Huntington’s disease (HD) is a neurodegenerative disorder that progressively affects motor and cognitive functions. It is known that the disease is caused by CAG repeat expansion in the gene Hungtingtin (HTT), and is directly related to the CAG-age product (CAP score)^1,2. Previous MRI studies have shown structural degeneration in basal ganglia and a range of grey and white matter structures^3,4. However, the spatial and temporal order of the structural changes is not fully understood. In this study, we adapted a novel statistic model, namely the change point analysis⁵, to capture the critical turning points of brain volumes against disease progression, based on whole brain parcellation of T1-weighted images.

The data used in this study are from the multicenter PREDICT-HD study^4,6,7. MPRAGE data from 412 subjects were used, including 121 controls and 291 premanifest HD with CAP score ranged 140-586. The image were acquired around 1×1×1.5 mm³ resolution with heterogeneous protocols⁴. The images were segmented using our online resource MriCloud^8,9 (www.mricloud.org), which provides a fully automated T1 segmentation pipeline based on diffeomorphic image registration and multi-atlas fusion^10,11.

A two-step multivariant linear statistical model was established to examine volumetric changes in relation to the CAP score, which is a reliable indicator of the disease severity and reflects the temporal order.
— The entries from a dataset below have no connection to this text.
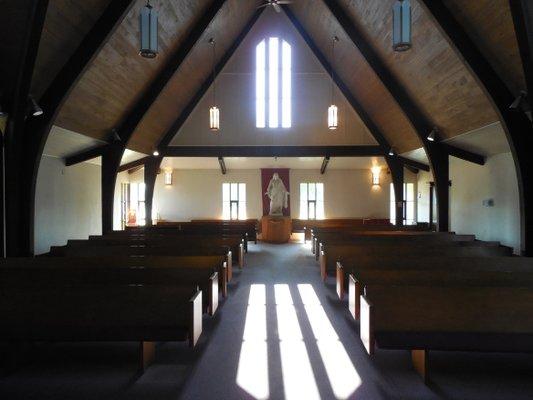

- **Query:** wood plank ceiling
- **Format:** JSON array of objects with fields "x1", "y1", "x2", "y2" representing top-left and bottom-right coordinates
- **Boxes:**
[{"x1": 32, "y1": 0, "x2": 525, "y2": 153}]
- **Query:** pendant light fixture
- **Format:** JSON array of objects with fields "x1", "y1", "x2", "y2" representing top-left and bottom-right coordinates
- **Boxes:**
[
  {"x1": 328, "y1": 36, "x2": 339, "y2": 130},
  {"x1": 209, "y1": 38, "x2": 220, "y2": 132},
  {"x1": 392, "y1": 0, "x2": 412, "y2": 51},
  {"x1": 139, "y1": 0, "x2": 158, "y2": 58}
]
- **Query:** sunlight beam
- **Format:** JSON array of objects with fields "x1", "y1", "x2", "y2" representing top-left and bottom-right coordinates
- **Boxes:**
[{"x1": 298, "y1": 284, "x2": 361, "y2": 399}]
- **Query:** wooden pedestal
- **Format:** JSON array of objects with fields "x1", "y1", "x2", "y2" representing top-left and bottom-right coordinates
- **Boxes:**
[{"x1": 261, "y1": 215, "x2": 292, "y2": 243}]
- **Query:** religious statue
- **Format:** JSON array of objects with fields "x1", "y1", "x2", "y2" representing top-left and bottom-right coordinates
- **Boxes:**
[{"x1": 265, "y1": 172, "x2": 289, "y2": 216}]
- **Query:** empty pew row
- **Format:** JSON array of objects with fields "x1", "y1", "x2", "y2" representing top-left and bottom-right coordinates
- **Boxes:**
[
  {"x1": 326, "y1": 241, "x2": 513, "y2": 299},
  {"x1": 66, "y1": 235, "x2": 244, "y2": 268},
  {"x1": 48, "y1": 245, "x2": 233, "y2": 284},
  {"x1": 0, "y1": 259, "x2": 206, "y2": 371},
  {"x1": 312, "y1": 231, "x2": 475, "y2": 260},
  {"x1": 360, "y1": 284, "x2": 533, "y2": 382}
]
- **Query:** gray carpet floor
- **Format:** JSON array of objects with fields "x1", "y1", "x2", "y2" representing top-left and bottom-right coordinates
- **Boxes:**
[{"x1": 0, "y1": 243, "x2": 533, "y2": 400}]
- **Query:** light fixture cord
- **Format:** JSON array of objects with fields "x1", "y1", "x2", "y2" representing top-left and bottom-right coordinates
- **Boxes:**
[
  {"x1": 213, "y1": 39, "x2": 217, "y2": 106},
  {"x1": 330, "y1": 36, "x2": 335, "y2": 104}
]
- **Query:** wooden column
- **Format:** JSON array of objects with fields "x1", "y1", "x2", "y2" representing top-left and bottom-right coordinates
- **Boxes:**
[
  {"x1": 144, "y1": 157, "x2": 161, "y2": 226},
  {"x1": 102, "y1": 143, "x2": 124, "y2": 234},
  {"x1": 386, "y1": 156, "x2": 405, "y2": 226}
]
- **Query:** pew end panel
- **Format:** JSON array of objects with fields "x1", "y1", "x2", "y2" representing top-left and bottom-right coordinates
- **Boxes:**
[
  {"x1": 239, "y1": 243, "x2": 244, "y2": 269},
  {"x1": 208, "y1": 272, "x2": 219, "y2": 316},
  {"x1": 189, "y1": 290, "x2": 203, "y2": 347},
  {"x1": 139, "y1": 340, "x2": 155, "y2": 374},
  {"x1": 411, "y1": 349, "x2": 429, "y2": 384},
  {"x1": 335, "y1": 261, "x2": 345, "y2": 300},
  {"x1": 226, "y1": 250, "x2": 233, "y2": 282},
  {"x1": 319, "y1": 251, "x2": 328, "y2": 282},
  {"x1": 359, "y1": 296, "x2": 375, "y2": 355},
  {"x1": 220, "y1": 262, "x2": 228, "y2": 298}
]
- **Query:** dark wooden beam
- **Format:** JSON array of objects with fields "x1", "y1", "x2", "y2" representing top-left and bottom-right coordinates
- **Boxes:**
[
  {"x1": 65, "y1": 144, "x2": 108, "y2": 167},
  {"x1": 218, "y1": 157, "x2": 227, "y2": 175},
  {"x1": 118, "y1": 156, "x2": 153, "y2": 172},
  {"x1": 323, "y1": 0, "x2": 449, "y2": 231},
  {"x1": 0, "y1": 0, "x2": 48, "y2": 256},
  {"x1": 156, "y1": 7, "x2": 264, "y2": 151},
  {"x1": 144, "y1": 157, "x2": 160, "y2": 226},
  {"x1": 161, "y1": 146, "x2": 385, "y2": 157},
  {"x1": 420, "y1": 0, "x2": 533, "y2": 256},
  {"x1": 102, "y1": 0, "x2": 225, "y2": 231},
  {"x1": 320, "y1": 156, "x2": 329, "y2": 175},
  {"x1": 117, "y1": 0, "x2": 225, "y2": 144},
  {"x1": 282, "y1": 6, "x2": 390, "y2": 150},
  {"x1": 509, "y1": 0, "x2": 533, "y2": 103},
  {"x1": 397, "y1": 156, "x2": 429, "y2": 172},
  {"x1": 440, "y1": 143, "x2": 485, "y2": 165},
  {"x1": 388, "y1": 158, "x2": 405, "y2": 226},
  {"x1": 6, "y1": 0, "x2": 133, "y2": 254}
]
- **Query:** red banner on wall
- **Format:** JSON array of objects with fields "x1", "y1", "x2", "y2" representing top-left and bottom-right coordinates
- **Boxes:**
[{"x1": 261, "y1": 168, "x2": 291, "y2": 216}]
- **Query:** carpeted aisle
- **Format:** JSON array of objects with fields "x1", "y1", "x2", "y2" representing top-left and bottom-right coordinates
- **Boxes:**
[{"x1": 0, "y1": 243, "x2": 533, "y2": 400}]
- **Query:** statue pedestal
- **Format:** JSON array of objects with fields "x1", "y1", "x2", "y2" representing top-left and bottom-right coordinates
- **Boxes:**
[{"x1": 261, "y1": 215, "x2": 292, "y2": 243}]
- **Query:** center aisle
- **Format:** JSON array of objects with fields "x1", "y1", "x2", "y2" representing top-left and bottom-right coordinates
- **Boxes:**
[{"x1": 177, "y1": 243, "x2": 402, "y2": 400}]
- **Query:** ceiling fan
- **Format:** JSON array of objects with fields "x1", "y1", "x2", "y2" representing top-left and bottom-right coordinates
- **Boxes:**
[{"x1": 257, "y1": 0, "x2": 292, "y2": 12}]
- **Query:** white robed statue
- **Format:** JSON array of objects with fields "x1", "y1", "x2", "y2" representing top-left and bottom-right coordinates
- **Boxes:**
[{"x1": 265, "y1": 172, "x2": 289, "y2": 215}]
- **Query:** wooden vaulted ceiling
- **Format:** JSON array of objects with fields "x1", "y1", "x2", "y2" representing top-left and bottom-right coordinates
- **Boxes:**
[{"x1": 32, "y1": 0, "x2": 525, "y2": 153}]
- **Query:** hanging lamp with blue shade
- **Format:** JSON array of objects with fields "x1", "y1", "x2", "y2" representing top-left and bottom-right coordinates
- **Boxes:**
[
  {"x1": 392, "y1": 0, "x2": 412, "y2": 51},
  {"x1": 139, "y1": 0, "x2": 159, "y2": 58}
]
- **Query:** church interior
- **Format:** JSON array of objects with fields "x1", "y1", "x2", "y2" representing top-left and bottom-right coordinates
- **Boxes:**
[{"x1": 0, "y1": 0, "x2": 533, "y2": 400}]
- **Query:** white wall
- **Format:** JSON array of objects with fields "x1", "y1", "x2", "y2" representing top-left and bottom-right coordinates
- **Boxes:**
[
  {"x1": 150, "y1": 169, "x2": 390, "y2": 221},
  {"x1": 35, "y1": 156, "x2": 102, "y2": 254},
  {"x1": 450, "y1": 153, "x2": 520, "y2": 253},
  {"x1": 171, "y1": 7, "x2": 376, "y2": 146}
]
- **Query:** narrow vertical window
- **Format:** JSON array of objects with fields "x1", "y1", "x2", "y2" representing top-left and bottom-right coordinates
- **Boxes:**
[
  {"x1": 255, "y1": 40, "x2": 266, "y2": 128},
  {"x1": 268, "y1": 38, "x2": 279, "y2": 128},
  {"x1": 281, "y1": 40, "x2": 291, "y2": 128},
  {"x1": 255, "y1": 37, "x2": 292, "y2": 128}
]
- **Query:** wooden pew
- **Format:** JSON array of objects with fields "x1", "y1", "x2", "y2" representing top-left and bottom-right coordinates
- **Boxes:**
[
  {"x1": 67, "y1": 236, "x2": 244, "y2": 268},
  {"x1": 360, "y1": 285, "x2": 533, "y2": 382},
  {"x1": 313, "y1": 231, "x2": 475, "y2": 260},
  {"x1": 340, "y1": 255, "x2": 533, "y2": 319},
  {"x1": 326, "y1": 242, "x2": 513, "y2": 299},
  {"x1": 0, "y1": 285, "x2": 202, "y2": 371},
  {"x1": 0, "y1": 256, "x2": 222, "y2": 315},
  {"x1": 49, "y1": 245, "x2": 233, "y2": 284}
]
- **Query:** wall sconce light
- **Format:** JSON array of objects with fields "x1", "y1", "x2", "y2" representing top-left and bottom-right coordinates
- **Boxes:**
[
  {"x1": 163, "y1": 169, "x2": 172, "y2": 186},
  {"x1": 370, "y1": 165, "x2": 381, "y2": 186}
]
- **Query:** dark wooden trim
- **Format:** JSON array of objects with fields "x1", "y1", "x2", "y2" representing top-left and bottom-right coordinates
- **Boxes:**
[
  {"x1": 161, "y1": 146, "x2": 385, "y2": 157},
  {"x1": 65, "y1": 144, "x2": 108, "y2": 167},
  {"x1": 282, "y1": 5, "x2": 390, "y2": 150},
  {"x1": 320, "y1": 156, "x2": 329, "y2": 175},
  {"x1": 509, "y1": 0, "x2": 533, "y2": 101},
  {"x1": 144, "y1": 157, "x2": 161, "y2": 226},
  {"x1": 323, "y1": 0, "x2": 449, "y2": 231},
  {"x1": 117, "y1": 0, "x2": 225, "y2": 145},
  {"x1": 0, "y1": 0, "x2": 48, "y2": 256},
  {"x1": 420, "y1": 0, "x2": 533, "y2": 256},
  {"x1": 218, "y1": 157, "x2": 228, "y2": 175},
  {"x1": 397, "y1": 156, "x2": 429, "y2": 172},
  {"x1": 440, "y1": 143, "x2": 485, "y2": 165},
  {"x1": 156, "y1": 7, "x2": 265, "y2": 151},
  {"x1": 118, "y1": 156, "x2": 152, "y2": 172}
]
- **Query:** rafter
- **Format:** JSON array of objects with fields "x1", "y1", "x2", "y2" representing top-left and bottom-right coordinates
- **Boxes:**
[
  {"x1": 420, "y1": 0, "x2": 533, "y2": 255},
  {"x1": 156, "y1": 8, "x2": 264, "y2": 151},
  {"x1": 509, "y1": 0, "x2": 533, "y2": 100},
  {"x1": 323, "y1": 0, "x2": 458, "y2": 231},
  {"x1": 161, "y1": 146, "x2": 385, "y2": 157},
  {"x1": 0, "y1": 0, "x2": 48, "y2": 256},
  {"x1": 65, "y1": 144, "x2": 108, "y2": 167}
]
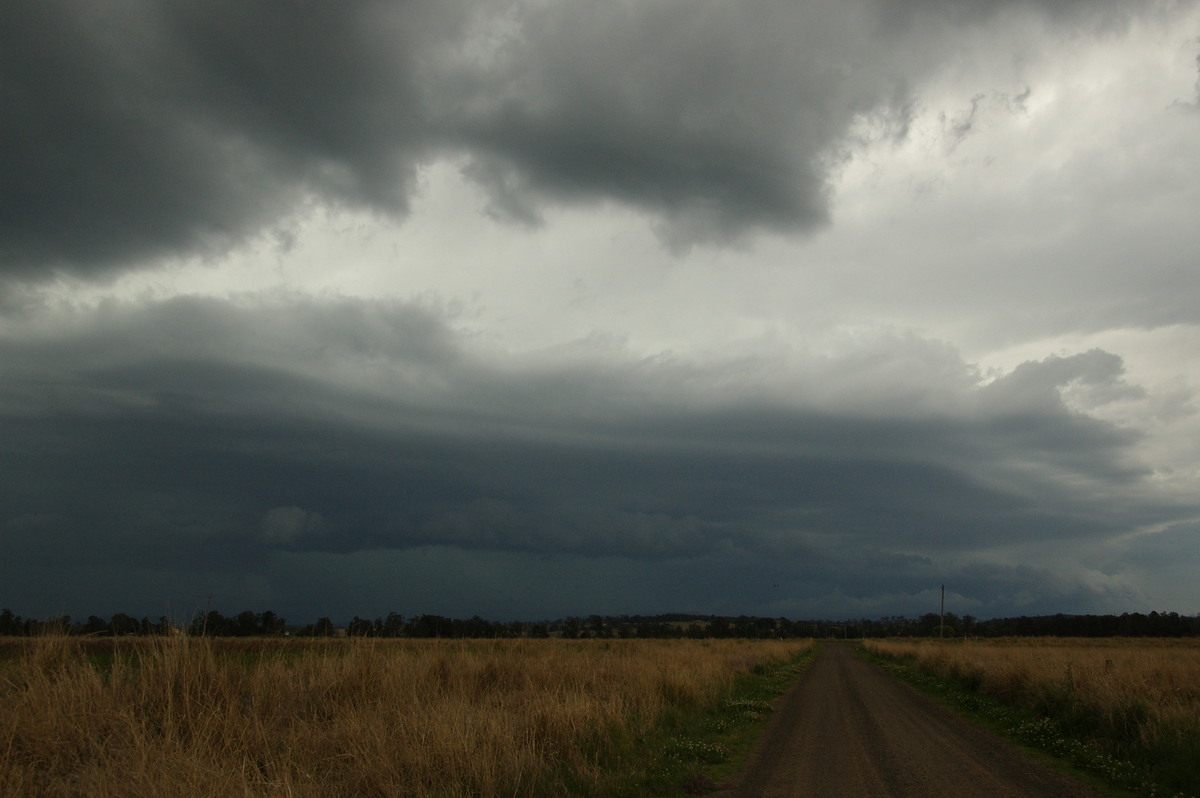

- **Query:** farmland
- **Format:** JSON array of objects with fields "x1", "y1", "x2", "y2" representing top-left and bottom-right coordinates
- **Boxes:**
[
  {"x1": 0, "y1": 636, "x2": 809, "y2": 796},
  {"x1": 865, "y1": 637, "x2": 1200, "y2": 796}
]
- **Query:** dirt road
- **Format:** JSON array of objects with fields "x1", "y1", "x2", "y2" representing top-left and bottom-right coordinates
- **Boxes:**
[{"x1": 715, "y1": 643, "x2": 1099, "y2": 798}]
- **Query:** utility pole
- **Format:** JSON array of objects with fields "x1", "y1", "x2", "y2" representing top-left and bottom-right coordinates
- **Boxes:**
[{"x1": 937, "y1": 584, "x2": 946, "y2": 637}]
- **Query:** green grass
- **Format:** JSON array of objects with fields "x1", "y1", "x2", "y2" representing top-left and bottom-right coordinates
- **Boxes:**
[
  {"x1": 856, "y1": 647, "x2": 1196, "y2": 798},
  {"x1": 592, "y1": 646, "x2": 820, "y2": 797}
]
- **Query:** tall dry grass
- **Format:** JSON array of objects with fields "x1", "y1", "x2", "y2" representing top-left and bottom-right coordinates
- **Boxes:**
[
  {"x1": 0, "y1": 637, "x2": 802, "y2": 797},
  {"x1": 865, "y1": 637, "x2": 1200, "y2": 788}
]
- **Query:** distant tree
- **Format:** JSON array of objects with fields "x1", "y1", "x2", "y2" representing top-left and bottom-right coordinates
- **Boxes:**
[
  {"x1": 383, "y1": 612, "x2": 404, "y2": 637},
  {"x1": 79, "y1": 616, "x2": 113, "y2": 635},
  {"x1": 0, "y1": 607, "x2": 24, "y2": 635},
  {"x1": 108, "y1": 612, "x2": 140, "y2": 636},
  {"x1": 258, "y1": 610, "x2": 287, "y2": 635},
  {"x1": 563, "y1": 617, "x2": 583, "y2": 640},
  {"x1": 346, "y1": 616, "x2": 373, "y2": 637}
]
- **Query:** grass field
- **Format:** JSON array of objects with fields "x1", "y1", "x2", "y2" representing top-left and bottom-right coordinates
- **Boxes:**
[
  {"x1": 865, "y1": 637, "x2": 1200, "y2": 796},
  {"x1": 0, "y1": 637, "x2": 808, "y2": 797}
]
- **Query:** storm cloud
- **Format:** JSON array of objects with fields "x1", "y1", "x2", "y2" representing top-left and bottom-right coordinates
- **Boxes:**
[
  {"x1": 0, "y1": 0, "x2": 1152, "y2": 277},
  {"x1": 0, "y1": 0, "x2": 1200, "y2": 620}
]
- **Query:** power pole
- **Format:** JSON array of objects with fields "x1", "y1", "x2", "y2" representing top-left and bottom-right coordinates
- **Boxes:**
[{"x1": 937, "y1": 584, "x2": 946, "y2": 637}]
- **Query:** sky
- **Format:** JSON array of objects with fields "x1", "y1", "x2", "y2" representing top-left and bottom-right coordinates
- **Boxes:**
[{"x1": 0, "y1": 0, "x2": 1200, "y2": 623}]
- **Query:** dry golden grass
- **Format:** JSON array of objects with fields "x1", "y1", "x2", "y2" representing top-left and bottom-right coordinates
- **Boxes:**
[
  {"x1": 0, "y1": 637, "x2": 805, "y2": 797},
  {"x1": 866, "y1": 637, "x2": 1200, "y2": 782}
]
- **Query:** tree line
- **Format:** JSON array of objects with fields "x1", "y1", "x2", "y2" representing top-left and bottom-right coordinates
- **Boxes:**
[{"x1": 0, "y1": 610, "x2": 1200, "y2": 640}]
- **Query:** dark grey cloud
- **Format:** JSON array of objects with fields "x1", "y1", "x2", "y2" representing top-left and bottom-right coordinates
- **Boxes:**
[
  {"x1": 0, "y1": 0, "x2": 1142, "y2": 278},
  {"x1": 0, "y1": 296, "x2": 1195, "y2": 614}
]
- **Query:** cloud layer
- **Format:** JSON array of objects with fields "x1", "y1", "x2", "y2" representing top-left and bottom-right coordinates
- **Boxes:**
[{"x1": 0, "y1": 0, "x2": 1200, "y2": 618}]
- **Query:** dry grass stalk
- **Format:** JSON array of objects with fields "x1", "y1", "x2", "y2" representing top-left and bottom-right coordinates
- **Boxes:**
[
  {"x1": 866, "y1": 637, "x2": 1200, "y2": 763},
  {"x1": 0, "y1": 637, "x2": 803, "y2": 797}
]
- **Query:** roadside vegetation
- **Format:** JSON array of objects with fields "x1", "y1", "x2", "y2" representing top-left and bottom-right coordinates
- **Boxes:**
[
  {"x1": 0, "y1": 636, "x2": 811, "y2": 797},
  {"x1": 864, "y1": 637, "x2": 1200, "y2": 798}
]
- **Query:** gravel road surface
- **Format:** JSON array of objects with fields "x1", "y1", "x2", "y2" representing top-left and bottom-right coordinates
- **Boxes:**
[{"x1": 713, "y1": 643, "x2": 1099, "y2": 798}]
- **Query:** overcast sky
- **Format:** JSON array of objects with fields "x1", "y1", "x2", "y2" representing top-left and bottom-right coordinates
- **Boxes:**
[{"x1": 0, "y1": 0, "x2": 1200, "y2": 623}]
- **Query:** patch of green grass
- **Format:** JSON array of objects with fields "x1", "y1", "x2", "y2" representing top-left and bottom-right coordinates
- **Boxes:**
[
  {"x1": 580, "y1": 646, "x2": 820, "y2": 797},
  {"x1": 856, "y1": 647, "x2": 1196, "y2": 798}
]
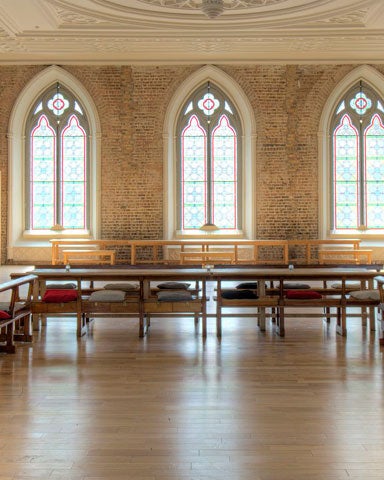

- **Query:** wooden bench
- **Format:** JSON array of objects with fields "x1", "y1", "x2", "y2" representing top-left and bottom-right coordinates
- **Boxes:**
[
  {"x1": 0, "y1": 275, "x2": 37, "y2": 353},
  {"x1": 319, "y1": 248, "x2": 372, "y2": 264},
  {"x1": 63, "y1": 249, "x2": 116, "y2": 265},
  {"x1": 180, "y1": 251, "x2": 235, "y2": 266}
]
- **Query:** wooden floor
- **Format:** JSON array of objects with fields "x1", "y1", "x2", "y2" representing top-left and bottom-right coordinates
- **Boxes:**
[{"x1": 0, "y1": 267, "x2": 384, "y2": 480}]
In the first step, the group difference between the HD subjects and controls is estimated based on the group label (g, 1 for HD and 0 for control), CAP score (c), age (a), sex (s), and intracranial volume (i).

Model 1: $$$y_{j}=\alpha+\beta\cdot c_{j}\cdot g_{j}+\gamma\cdot g_{j}+\delta\cdot a_{j}+\eta\cdot s_{j}+\lambda\cdot i_{j}+\epsilon_{j}$$$

where y denotes the volume, j is the subject index, α is a constant, and ε is the noise. The model parameters [α, β, γ, δ, η, λ] are estimated using maximum likelihood estimation. A group difference is detected when β ≠ 0 and γ ≠ 0. In the second step, only the HD population is involved, and the change point is modeled as an additional linear change that takes effect when CAP score is greater than the change point Δ, in addition to the baseline change.

Model 2: $$$y_{j}=\alpha+\beta\cdot c_{j}+\beta^{'}\cdot c_{j}\cdot H(c_{j}-\triangle)+\eta\cdot s_{j}+\lambda\cdot i_{j}+\epsilon_{j}$$$

where H is a Heaviside function such that H(t) = 1 if t>0 and H(t) = 0 otherwise. The optimal change point is obtained at Δ* when the likelihood L(Δ*) is maximal among all Δs between 200-500. A significant change point is found when β’ ≠ 0 at Δ*. The significance is evaluated by permutation test¹², and the variance of the change point is estimated via bootstrap⁵.

Figure 1 showed the change points detected in several key structures that had significant volumetric reduction as the CAP score increased. The volumes were represented as the percentage differences with respect to the controls. Note that, if a significant group difference is detected from model 1 but no significant change point is detected from model 2, we assume a linear change with CAP and assign the earliest change point (Δ*=150, in unit of CAP) for that structure, such as the basal ganglia. We mapped the change points with familywise significance of p<0.05 onto a T1-weighted brain template in Figure 2. The map revealed the earliest volumetric changes in the basal ganglia and ventricle, followed by the white matter and then the occipital and frontal cortices, while the posterior white matter changed ahead of the anterior white matter. Figure 3 showed the rate of percentage volume change after the change point, which suggested a rapid volume loss in the basal ganglia and a drastic expansion in ventricle. In addition, the anterior brain structures showed a relatively faster atrophy compared to the posterior brain.While much is known about HD and its MRI markers at discrete time points and individual structures, in this study, we mapped the spatiotemporal changing pattern of whole brain atrophy using a novel statistical model. Our findings agree with the general understanding of injury progression from the deep gray matter to the white matter and then to the cortical regions. At the same time, the data suggest a posterior-to-anterior gradient, where the posterior brain structures change earlier but at a relatively slow rate and vice versa in the anterior brain. Although the data we used in this study are not longitudinal, this large population of cross-sectional data analysis provides important knowledge about the temporal order of disease progression. In addition to the volumetric analysis, measurements from diffusion MRI or other imaging contrasts could provide more sensitive markers, and a multi-modality study is undergoing.